Добавить в цитаты Настройки чтения

Страница 16 из 56

— По пестерю… харюза… — Костлявые плечи, а потом и все несуразное тело Малахова затряслось в неудержимом хохоте. — Там воробью по колено…

Во всякой дороге наступает момент, когда она начинает надоедать. Все реже раздавался смех, и когда Игоня сообщил, что проехали последний поворот, охотники засуетились.

Здесь когда-то стоял поселок лесорубов. Жители, в основном крепкие, выносливые и молчаливые, валили лес, вязали плоты, сплавляли по половодью, собирали живицу, гнали деготь, зимой промышляли зверя и птицу. С войной многие дома опустели, а к концу ее, когда лес поблизости извели, последние жители перебрались в город.

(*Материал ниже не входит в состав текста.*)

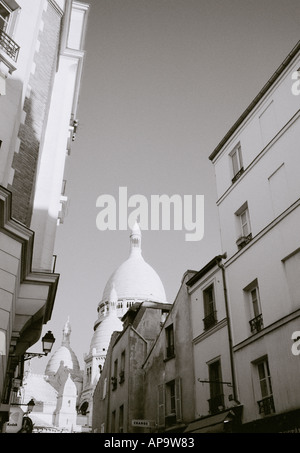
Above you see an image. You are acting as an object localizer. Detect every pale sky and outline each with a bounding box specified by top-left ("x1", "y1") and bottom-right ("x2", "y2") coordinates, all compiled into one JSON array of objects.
[{"x1": 27, "y1": 0, "x2": 300, "y2": 372}]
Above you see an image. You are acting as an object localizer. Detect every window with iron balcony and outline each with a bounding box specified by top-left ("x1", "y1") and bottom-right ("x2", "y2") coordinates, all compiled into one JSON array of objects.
[
  {"x1": 0, "y1": 0, "x2": 20, "y2": 62},
  {"x1": 208, "y1": 393, "x2": 225, "y2": 414},
  {"x1": 203, "y1": 284, "x2": 217, "y2": 330},
  {"x1": 165, "y1": 324, "x2": 175, "y2": 359},
  {"x1": 257, "y1": 357, "x2": 275, "y2": 415},
  {"x1": 229, "y1": 143, "x2": 244, "y2": 184},
  {"x1": 249, "y1": 314, "x2": 264, "y2": 333}
]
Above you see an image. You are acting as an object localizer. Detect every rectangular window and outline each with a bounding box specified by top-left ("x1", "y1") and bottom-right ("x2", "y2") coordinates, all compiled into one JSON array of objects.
[
  {"x1": 111, "y1": 411, "x2": 116, "y2": 433},
  {"x1": 282, "y1": 248, "x2": 300, "y2": 310},
  {"x1": 119, "y1": 350, "x2": 125, "y2": 384},
  {"x1": 166, "y1": 324, "x2": 175, "y2": 359},
  {"x1": 244, "y1": 279, "x2": 264, "y2": 333},
  {"x1": 111, "y1": 359, "x2": 118, "y2": 390},
  {"x1": 235, "y1": 202, "x2": 252, "y2": 249},
  {"x1": 119, "y1": 404, "x2": 124, "y2": 433},
  {"x1": 0, "y1": 1, "x2": 11, "y2": 32},
  {"x1": 0, "y1": 0, "x2": 20, "y2": 61},
  {"x1": 257, "y1": 358, "x2": 275, "y2": 415},
  {"x1": 230, "y1": 144, "x2": 244, "y2": 183},
  {"x1": 158, "y1": 377, "x2": 182, "y2": 428},
  {"x1": 203, "y1": 285, "x2": 217, "y2": 330},
  {"x1": 165, "y1": 378, "x2": 181, "y2": 427},
  {"x1": 208, "y1": 360, "x2": 225, "y2": 414},
  {"x1": 102, "y1": 378, "x2": 107, "y2": 400}
]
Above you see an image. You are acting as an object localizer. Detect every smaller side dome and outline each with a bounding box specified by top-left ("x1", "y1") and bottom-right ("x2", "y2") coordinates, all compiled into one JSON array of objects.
[
  {"x1": 45, "y1": 318, "x2": 80, "y2": 376},
  {"x1": 90, "y1": 301, "x2": 123, "y2": 355}
]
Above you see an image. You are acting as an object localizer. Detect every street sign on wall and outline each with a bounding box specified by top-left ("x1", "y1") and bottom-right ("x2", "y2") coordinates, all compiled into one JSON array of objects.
[{"x1": 132, "y1": 420, "x2": 154, "y2": 428}]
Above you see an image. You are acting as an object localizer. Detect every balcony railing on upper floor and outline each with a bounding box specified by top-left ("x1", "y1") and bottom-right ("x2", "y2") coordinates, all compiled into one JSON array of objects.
[
  {"x1": 257, "y1": 395, "x2": 275, "y2": 415},
  {"x1": 208, "y1": 393, "x2": 225, "y2": 414},
  {"x1": 203, "y1": 310, "x2": 217, "y2": 330},
  {"x1": 231, "y1": 167, "x2": 244, "y2": 184},
  {"x1": 249, "y1": 314, "x2": 264, "y2": 333},
  {"x1": 0, "y1": 30, "x2": 20, "y2": 61}
]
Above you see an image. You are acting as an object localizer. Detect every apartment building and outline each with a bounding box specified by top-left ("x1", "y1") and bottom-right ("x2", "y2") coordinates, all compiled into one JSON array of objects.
[
  {"x1": 210, "y1": 42, "x2": 300, "y2": 432},
  {"x1": 0, "y1": 0, "x2": 88, "y2": 427}
]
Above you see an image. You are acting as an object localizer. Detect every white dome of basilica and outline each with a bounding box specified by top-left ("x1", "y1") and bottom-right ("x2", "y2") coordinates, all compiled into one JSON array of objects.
[
  {"x1": 90, "y1": 306, "x2": 123, "y2": 355},
  {"x1": 100, "y1": 223, "x2": 167, "y2": 303},
  {"x1": 45, "y1": 319, "x2": 80, "y2": 376}
]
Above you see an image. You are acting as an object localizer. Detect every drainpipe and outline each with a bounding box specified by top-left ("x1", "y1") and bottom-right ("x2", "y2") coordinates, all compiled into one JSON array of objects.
[{"x1": 217, "y1": 253, "x2": 239, "y2": 402}]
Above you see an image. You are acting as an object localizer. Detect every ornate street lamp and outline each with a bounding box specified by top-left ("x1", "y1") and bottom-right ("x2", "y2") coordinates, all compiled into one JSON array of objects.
[{"x1": 24, "y1": 330, "x2": 55, "y2": 360}]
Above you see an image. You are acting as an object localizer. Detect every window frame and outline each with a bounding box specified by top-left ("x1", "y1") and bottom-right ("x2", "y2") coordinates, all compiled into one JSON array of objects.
[
  {"x1": 234, "y1": 201, "x2": 252, "y2": 249},
  {"x1": 202, "y1": 282, "x2": 217, "y2": 330},
  {"x1": 253, "y1": 355, "x2": 276, "y2": 416},
  {"x1": 207, "y1": 357, "x2": 225, "y2": 414},
  {"x1": 165, "y1": 323, "x2": 175, "y2": 359},
  {"x1": 229, "y1": 142, "x2": 244, "y2": 183},
  {"x1": 244, "y1": 278, "x2": 264, "y2": 333}
]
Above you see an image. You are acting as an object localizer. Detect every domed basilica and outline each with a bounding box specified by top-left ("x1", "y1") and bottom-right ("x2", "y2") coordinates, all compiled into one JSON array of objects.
[{"x1": 23, "y1": 222, "x2": 167, "y2": 432}]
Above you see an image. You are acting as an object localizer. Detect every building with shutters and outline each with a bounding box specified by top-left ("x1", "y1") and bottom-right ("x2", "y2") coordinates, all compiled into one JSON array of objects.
[{"x1": 210, "y1": 42, "x2": 300, "y2": 432}]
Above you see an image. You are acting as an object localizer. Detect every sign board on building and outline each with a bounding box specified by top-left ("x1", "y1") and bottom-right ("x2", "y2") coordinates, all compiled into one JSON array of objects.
[
  {"x1": 4, "y1": 406, "x2": 24, "y2": 433},
  {"x1": 132, "y1": 420, "x2": 153, "y2": 428}
]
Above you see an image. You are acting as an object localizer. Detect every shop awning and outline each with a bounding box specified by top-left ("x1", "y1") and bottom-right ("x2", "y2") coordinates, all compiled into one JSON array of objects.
[{"x1": 184, "y1": 410, "x2": 236, "y2": 433}]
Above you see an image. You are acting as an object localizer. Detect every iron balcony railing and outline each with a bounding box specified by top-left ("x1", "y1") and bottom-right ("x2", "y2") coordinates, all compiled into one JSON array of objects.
[
  {"x1": 257, "y1": 395, "x2": 275, "y2": 415},
  {"x1": 231, "y1": 167, "x2": 244, "y2": 184},
  {"x1": 203, "y1": 310, "x2": 217, "y2": 330},
  {"x1": 0, "y1": 30, "x2": 20, "y2": 61},
  {"x1": 208, "y1": 393, "x2": 225, "y2": 414},
  {"x1": 249, "y1": 314, "x2": 264, "y2": 333}
]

На вырубах, не тревожимый выстрелом, развелся косач, в горе держался глухарь, а по ключам — рябчики. Кое-что из построек вывезли, кое-что разрушилось и пошло на костры беззаботным туристам. Теперь только высокий бурьян, заросли тальника, нелепо торчащий, покосившийся столб от ворот да остатки разрушенного временем и растащенного половодьем моста через речку напоминали о заглохшей здесь жизни.

Охотники распалили костер. Игоня чистил картошку и рассказывал:

— Вон за тем камнем магазин был, а возле — клуб.

— Что-нибудь ты путаешь, — возражал, как бы сомневаясь, Иван Малахов.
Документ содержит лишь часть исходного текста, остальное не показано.